A full-time artist for nearly two decades, Lee Stroncek’s art holds many qualities which have drawn a great audience of collectors. One quality which can be recognized in all of Stroncek’s work is its genuine nature and the relationship he desires viewers to have with his art.
“I feel that attaching awards and honors to an artist’s name as a means of validating his or her work is overemphasized. Ultimately, the work should speak for itself. The viewer will know immediately if a painting came from the artist’s heart or from the dubious desire to sell a picture with his or her name attached to it.”
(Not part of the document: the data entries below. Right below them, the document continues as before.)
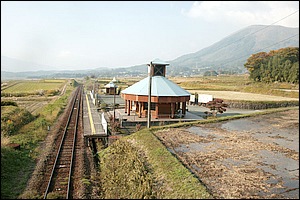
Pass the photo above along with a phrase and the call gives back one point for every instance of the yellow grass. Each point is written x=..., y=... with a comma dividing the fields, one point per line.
x=231, y=95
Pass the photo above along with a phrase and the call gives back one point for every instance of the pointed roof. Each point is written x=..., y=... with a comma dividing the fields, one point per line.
x=157, y=61
x=110, y=85
x=160, y=86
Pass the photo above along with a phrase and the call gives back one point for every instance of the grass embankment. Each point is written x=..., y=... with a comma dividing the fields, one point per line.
x=139, y=166
x=236, y=83
x=17, y=165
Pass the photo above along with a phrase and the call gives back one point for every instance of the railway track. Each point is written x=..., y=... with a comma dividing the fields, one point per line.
x=59, y=177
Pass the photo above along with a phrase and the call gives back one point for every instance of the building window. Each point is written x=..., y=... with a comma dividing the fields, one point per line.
x=159, y=70
x=153, y=105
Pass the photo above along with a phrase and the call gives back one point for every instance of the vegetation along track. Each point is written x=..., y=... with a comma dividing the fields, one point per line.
x=60, y=171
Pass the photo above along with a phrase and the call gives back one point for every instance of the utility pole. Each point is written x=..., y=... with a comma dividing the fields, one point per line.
x=114, y=102
x=149, y=96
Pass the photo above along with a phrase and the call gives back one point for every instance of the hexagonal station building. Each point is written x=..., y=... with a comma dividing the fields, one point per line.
x=167, y=98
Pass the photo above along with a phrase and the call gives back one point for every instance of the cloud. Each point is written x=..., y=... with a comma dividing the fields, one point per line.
x=247, y=12
x=64, y=54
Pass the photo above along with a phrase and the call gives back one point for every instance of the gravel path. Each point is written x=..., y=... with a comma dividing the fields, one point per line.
x=255, y=157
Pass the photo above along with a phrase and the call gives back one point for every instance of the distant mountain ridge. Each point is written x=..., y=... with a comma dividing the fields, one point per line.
x=235, y=49
x=229, y=53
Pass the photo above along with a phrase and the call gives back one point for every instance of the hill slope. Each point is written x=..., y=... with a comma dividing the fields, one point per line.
x=233, y=51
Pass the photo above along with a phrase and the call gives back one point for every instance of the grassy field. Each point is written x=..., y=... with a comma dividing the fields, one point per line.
x=17, y=165
x=33, y=86
x=237, y=83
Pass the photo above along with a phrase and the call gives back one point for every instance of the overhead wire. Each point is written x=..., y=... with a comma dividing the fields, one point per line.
x=257, y=32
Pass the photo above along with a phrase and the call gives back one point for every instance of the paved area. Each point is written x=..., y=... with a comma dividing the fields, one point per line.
x=249, y=158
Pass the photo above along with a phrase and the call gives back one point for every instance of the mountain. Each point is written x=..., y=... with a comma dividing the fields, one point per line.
x=233, y=51
x=228, y=54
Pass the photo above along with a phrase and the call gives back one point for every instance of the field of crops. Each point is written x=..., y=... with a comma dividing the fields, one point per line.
x=34, y=86
x=33, y=94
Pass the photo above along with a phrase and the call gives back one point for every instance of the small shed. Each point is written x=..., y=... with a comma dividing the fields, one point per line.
x=111, y=88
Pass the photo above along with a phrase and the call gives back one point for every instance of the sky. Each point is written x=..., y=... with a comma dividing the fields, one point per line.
x=74, y=35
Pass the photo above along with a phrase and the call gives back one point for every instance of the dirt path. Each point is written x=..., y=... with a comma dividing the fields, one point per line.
x=254, y=157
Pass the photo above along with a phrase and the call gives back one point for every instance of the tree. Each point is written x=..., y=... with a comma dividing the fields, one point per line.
x=216, y=106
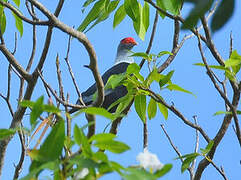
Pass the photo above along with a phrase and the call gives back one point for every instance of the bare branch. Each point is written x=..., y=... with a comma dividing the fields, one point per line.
x=61, y=88
x=151, y=39
x=175, y=149
x=11, y=59
x=56, y=96
x=210, y=43
x=177, y=113
x=19, y=166
x=15, y=11
x=145, y=134
x=18, y=115
x=71, y=72
x=83, y=39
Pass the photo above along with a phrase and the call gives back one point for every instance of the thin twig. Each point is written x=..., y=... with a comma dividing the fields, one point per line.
x=19, y=166
x=172, y=108
x=175, y=148
x=56, y=96
x=71, y=72
x=153, y=32
x=231, y=44
x=61, y=88
x=15, y=44
x=145, y=134
x=196, y=147
x=221, y=171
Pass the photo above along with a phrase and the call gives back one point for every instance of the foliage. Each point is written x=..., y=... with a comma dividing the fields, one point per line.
x=72, y=154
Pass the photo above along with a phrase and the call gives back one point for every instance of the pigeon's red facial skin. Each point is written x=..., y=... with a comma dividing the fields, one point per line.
x=128, y=40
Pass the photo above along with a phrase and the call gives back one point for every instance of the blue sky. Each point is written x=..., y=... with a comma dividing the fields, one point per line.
x=105, y=40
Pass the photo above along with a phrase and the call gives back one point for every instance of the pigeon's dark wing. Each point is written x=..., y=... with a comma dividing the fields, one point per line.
x=112, y=96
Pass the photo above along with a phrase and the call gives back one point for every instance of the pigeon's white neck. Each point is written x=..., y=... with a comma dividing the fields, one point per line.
x=123, y=55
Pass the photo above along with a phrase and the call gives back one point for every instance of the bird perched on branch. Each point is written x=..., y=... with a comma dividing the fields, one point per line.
x=122, y=61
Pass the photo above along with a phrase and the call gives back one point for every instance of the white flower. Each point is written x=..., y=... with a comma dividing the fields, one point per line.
x=80, y=175
x=149, y=160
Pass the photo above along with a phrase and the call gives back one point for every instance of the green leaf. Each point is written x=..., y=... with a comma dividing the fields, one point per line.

However, if you have painted “from the heart” and your talents are as finely tuned as Stroncek’s, your work is bound to be recognized. His acrylics and watercolors can be found in public and private collections throughout the United States. His works have also appeared in such outdoor and fine arts publications as Sports Afield, Field & Stream, Fly Fisherman, Trout, Southwest Art, Wildlife Art News, Sporting Classics, Yankee, and In-Fisherman magazines. In 1985 and 1988, his work was chosen for the California Wild Trout Stamp print design. He was a regional winner in the 1987 “Arts for the Parks” competition sponsored by the National Park Academy of the Arts and has shown in several “Birds in Art” exhibitions at the Leigh Yawkey Woodson Art Museum.
Furthering the authentic “soul” in Stroncek’s art is the simplicity with which he chooses his subjects. “A good painting can come out of any subject, past or present. It may be a familiar, perhaps even mundane, scene that one encounters daily or a one-time experience that so moves the artist that he or she is compelled to record the impression.”
Lee Stroncek continues to study the great outdoors and the beauty of its natural history residing in Montana with his wife, Janet.